The board was satisfied with the nine-point strategic plan. Members were asked by Alaska School Boards Associate Director Joseph Reeves, who facilitated the meeting, to rank each point based on high, medium and low priority. The board, however, stated since each item was in the thoroughly vetted Strategic Plan, they were all highly important. Eventually members said points 1-7 were the most important, which includes student achievement and quality staff initiatives.
Board member Mark Choate said they should be using the data collected to evaluate whether and how to change any points.
Board members said highly-qualified staff initiatives should take priority in a budget-tightening scenario, with the belief that highly-qualified staff will positively affect student achievement.
The focus changed to how the board and administration would concentrate on aligning what’s being done — from classroom to administration — to match the plan.
Board members were asked to define how they could support achievement of goals through their policy decisions and through building community support.
“Data seems to show ... we probably need to have more seat time for kids,” Choate said. “Fewer electives and more core courses. If I was going to look for policy, would be to support what’s necessary to give more time, more quality instruction with teachers trained in core courses.”
Policy goals suggested by board members included increasing class time, increasing core instruction with qualified teachers, data-based decision-making, teacher evaluation policies and grading policies. Also suggested: Confirming in the policy that student needs come before the desires and comforts of adults. They suggested that process start with “real meat” rigor, middle and elementary school curriculum goals, continuing to review data to ensure student success improvement and expanding graduation task force to elementary and middle schools.

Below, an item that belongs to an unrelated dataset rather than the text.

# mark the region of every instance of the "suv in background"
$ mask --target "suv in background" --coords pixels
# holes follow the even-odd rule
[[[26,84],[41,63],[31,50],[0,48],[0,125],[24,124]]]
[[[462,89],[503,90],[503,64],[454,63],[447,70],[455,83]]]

Suggested community support goals included aligning the budget with resources, defending the budget to the public, keeping the community informed of key decisions, better communication, educating parents about child skills, reading to children 20 minutes a day, building a cadre of community supporters and increasing awareness on the need to raise standards.
The board also conducted a self evaluation, superintendent evaluation and discussed committee roles.
Reeves will give a full report to the board, reviewing the outcomes of the session.